We scan new podcasts and send you the top 5 insights daily.

Product management is an internal sales role. A PM who is hesitant to speak with customers likely lacks the confidence to effectively sell their vision to skeptical executives and stakeholders, a critical part of the job.

Related Insights

The core job of a Product Manager is not writing specs or talking to press; it's a leadership role. Success means getting a product to market that wins. This requires influencing engineering, marketing, and sales without any formal authority, making it the ultimate training ground for real leadership.

A sales background teaches more than customer centricity. It instills resilience and the fearlessness to approach anyone in an organization to get things done, a vital skill for navigating the cross-functional demands of product management.

Product teams excel at using tools like empathy maps to understand customer feelings and behaviors. However, they often fail to apply this same rigorous curiosity to their internal peers and stakeholders. Using these tools internally can build stronger relationships, improve communication, and foster better collaboration.

Sales professionals frequently encounter their most significant conflicts within their own organizations. Achieving internal buy-in and navigating cross-departmental friction can be more demanding than persuading an external client, underscoring the necessity of strong internal persuasion and relationship-building skills.
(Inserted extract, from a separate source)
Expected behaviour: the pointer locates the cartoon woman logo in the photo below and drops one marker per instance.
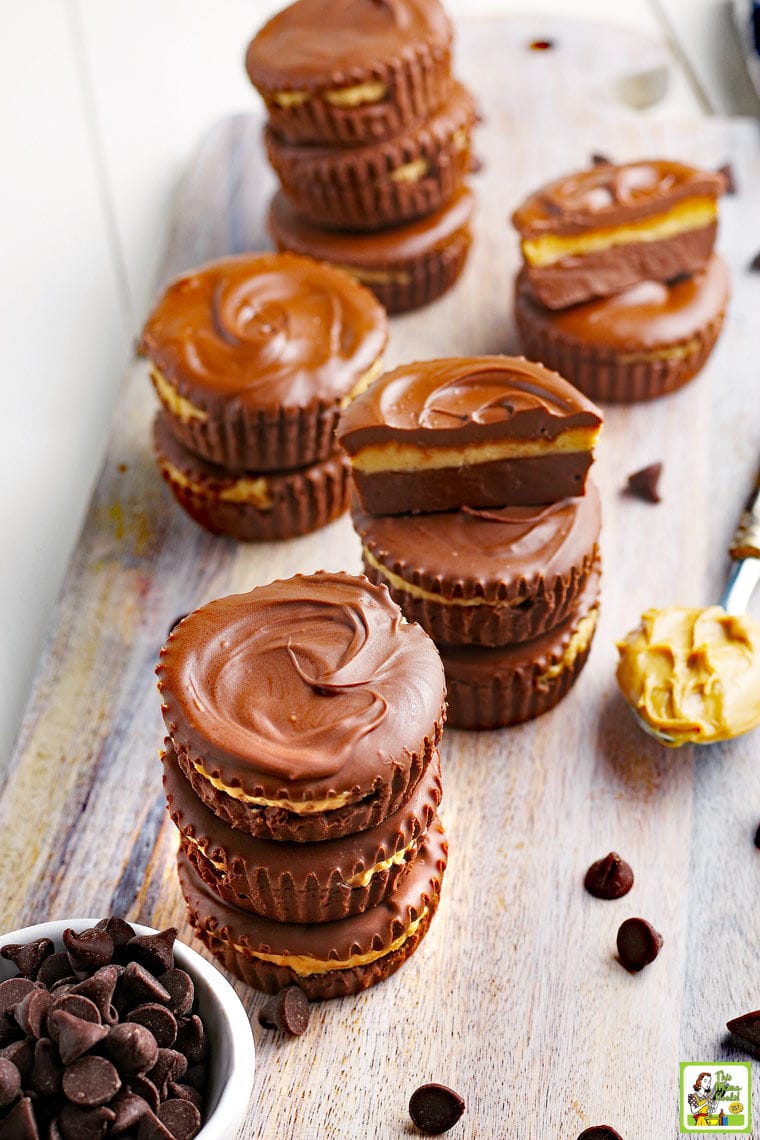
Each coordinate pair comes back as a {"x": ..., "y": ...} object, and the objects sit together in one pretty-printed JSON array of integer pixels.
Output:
[{"x": 703, "y": 1102}]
To build trust and deliver value, product managers cannot be 'tourists' who drop in on other departments transactionally. They must become 'locals'—deeply integrated, trusted partners who are regulars in cross-functional conversations and are seen as being 'in the battle' together with sales, marketing, and other teams.

Product managers often fail to get ideas funded because they speak about user needs and features, while executives focus on business growth and strategic bets. To succeed, PMs must translate user value into financial impact and business outcomes, effectively speaking the language of leadership.
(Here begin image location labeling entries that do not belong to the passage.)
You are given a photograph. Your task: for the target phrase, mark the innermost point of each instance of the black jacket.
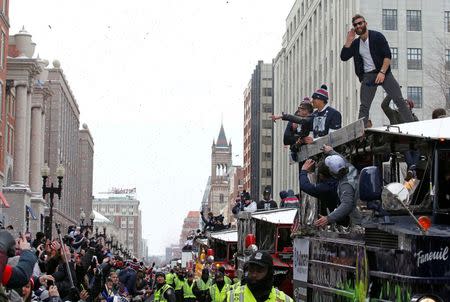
(325, 191)
(292, 135)
(379, 49)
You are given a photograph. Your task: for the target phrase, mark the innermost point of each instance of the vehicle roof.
(431, 129)
(227, 236)
(279, 216)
The most critical skill gaps for product managers are not technical but relational and financial. The inability to make a compelling business case to diverse audiences and to move from a cost-only to a full profit-and-loss mindset are primary reasons for failure in the role.

Product managers are trained to conduct discovery to understand user needs, yet they frequently fail to apply this same curiosity and process internally. They don't discover what sales, marketing, and other partners need to be successful, leading to a disconnect where they only focus on shipping features rather than enabling the entire business.

Founders often dread sales because they mistakenly believe their role is to aggressively convince customers. This "seller push" feels inauthentic. Adopting a "buyer pull" perspective, where you help customers solve existing problems, transforms sales from a chore into a collaborative process.

Great PMs excel by understanding and influencing human behavior. This "people sense" applies to both discerning customer needs to build the right product and to aligning internal teams to bring that vision to life. Every aspect, from product-market fit to go-to-market strategy, ultimately hinges on understanding people.